I see maybe 10 or 20 call sites today. So it is definitely feasible to add documentation at each, explaining the why it wants a long term pin.
Yeah, my efforts at e.g. dropping vmas has been eye-opening in actually quite how often a refactoring like this often ends up being more straightforward than you might imagine.
It does look like a better approach to me given the very nature of user space pages.
Yeah, there is a lot of historical baggage. For example, FOLL_GET should be inaccessible to kernel modules completely at one point, to be only used by selected core-mm pieces.
Yes. When I first mass-converted call sites from gup to pup, I just preserved FOLL_GET behavior in order to keep from changing too much at once. But I agree that that it would be nice to make FOLL_GET an mm internal-only flag like FOLL_PIN.
Very glad you did that work! And totally understandable as to you being conservative with that, but I think we're at a point where there's more acceptance of incremental improvements to GUP as a whole.

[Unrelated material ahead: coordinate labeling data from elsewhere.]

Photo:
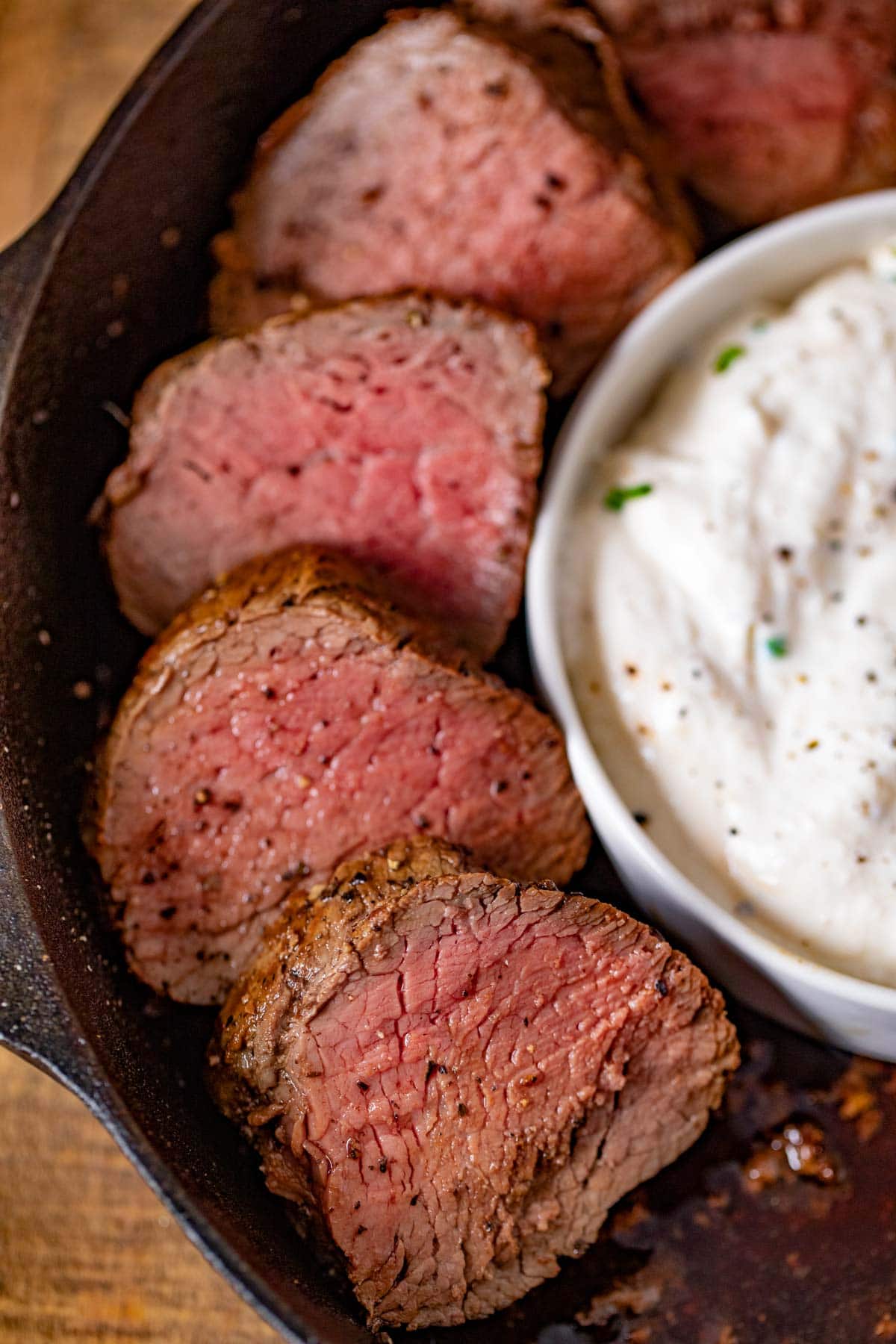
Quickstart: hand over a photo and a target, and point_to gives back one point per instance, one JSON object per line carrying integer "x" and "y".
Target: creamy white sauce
{"x": 732, "y": 633}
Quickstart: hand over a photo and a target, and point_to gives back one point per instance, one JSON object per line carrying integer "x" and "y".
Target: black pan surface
{"x": 104, "y": 288}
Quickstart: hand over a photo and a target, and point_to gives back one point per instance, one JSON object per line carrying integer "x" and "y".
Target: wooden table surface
{"x": 87, "y": 1251}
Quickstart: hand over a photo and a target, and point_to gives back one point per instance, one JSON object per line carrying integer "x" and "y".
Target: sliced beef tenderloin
{"x": 454, "y": 1077}
{"x": 461, "y": 158}
{"x": 768, "y": 105}
{"x": 289, "y": 718}
{"x": 402, "y": 432}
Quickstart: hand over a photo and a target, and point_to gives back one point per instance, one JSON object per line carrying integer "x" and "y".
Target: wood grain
{"x": 87, "y": 1251}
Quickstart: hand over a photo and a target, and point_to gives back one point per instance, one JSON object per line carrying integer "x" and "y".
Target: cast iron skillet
{"x": 104, "y": 287}
{"x": 109, "y": 282}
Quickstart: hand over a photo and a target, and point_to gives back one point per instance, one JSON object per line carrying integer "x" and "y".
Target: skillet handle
{"x": 22, "y": 268}
{"x": 35, "y": 1018}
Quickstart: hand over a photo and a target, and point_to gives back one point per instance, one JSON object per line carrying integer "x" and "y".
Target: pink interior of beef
{"x": 491, "y": 1080}
{"x": 761, "y": 121}
{"x": 396, "y": 445}
{"x": 438, "y": 158}
{"x": 281, "y": 754}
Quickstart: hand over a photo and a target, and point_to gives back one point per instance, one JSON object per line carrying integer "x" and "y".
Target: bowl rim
{"x": 541, "y": 611}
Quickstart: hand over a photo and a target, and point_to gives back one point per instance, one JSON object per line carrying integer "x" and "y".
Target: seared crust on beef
{"x": 403, "y": 432}
{"x": 449, "y": 1139}
{"x": 287, "y": 719}
{"x": 425, "y": 187}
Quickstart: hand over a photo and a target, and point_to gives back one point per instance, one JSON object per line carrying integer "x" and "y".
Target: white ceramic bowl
{"x": 773, "y": 262}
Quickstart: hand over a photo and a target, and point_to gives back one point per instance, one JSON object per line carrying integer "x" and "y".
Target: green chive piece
{"x": 617, "y": 497}
{"x": 726, "y": 358}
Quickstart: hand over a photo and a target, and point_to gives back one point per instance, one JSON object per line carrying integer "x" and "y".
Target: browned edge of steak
{"x": 267, "y": 588}
{"x": 578, "y": 65}
{"x": 305, "y": 965}
{"x": 528, "y": 455}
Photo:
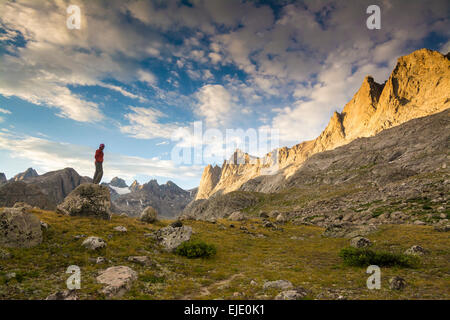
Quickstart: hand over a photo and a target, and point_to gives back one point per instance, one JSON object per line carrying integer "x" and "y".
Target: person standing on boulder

I have another patch series saved up for _yet more_ changes on this. But mindful of churn I am trying to space them out... until Jason nudges me of course :)
Maybe we should even disallow passing in FOLL_LONGTERM as a flag and only provide functions like pin_user_pages() vs. pin_user_pages_longterm(). Then, discussions about conditional flag-setting are no more :)
... or even use pin_user_pages_shortterm() vs. pin_user_pages() ... to make the default be longterm.
Yes, it is true that having most gup flags be internal to mm does tend to avoid some bugs. But it's also a lot of churn. I'm still on the fence as to whether it's really a good move to do this for FOLL_LONGTERM or not. But it's really easy to push me off of fences. :)
*nudge* ;)
thanks,
John Hubbard NVIDIA
Looking at non-fast, non-FOLL_LONGTERM PUP callers (forgive me if I missed any):-
- pin_user_pages_remote() in process_vm_rw_single_vec() for the process_vm_access functionality.
- pin_user_pages_remote() in user_event_enabler_write() in kernel/trace/trace_events_user.c.
- pin_user_pages_unlocked() in ivtv_udma_setup() in drivers/media/pci/ivtv/ivtv-udma.c and ivtv_yuv_prep_user_dma() in ivtv-yuv.c.
And none that actually directly invoke PUP without FOLL_LOGNTERM... That suggests that we could simply disallow non-FOLL_LONGTERM non-fast PUP calls altogether and move to pin_user_pages_longterm() [I'm happy to write a patch series doing this].
The ivtv callers look like they really actually want FOLL_LONGTERM unless I'm missing something so we should probably change that too?
I haven't surveyed the fast versions, but I think defaulting to FOLL_LONGTERM on them also makes sense.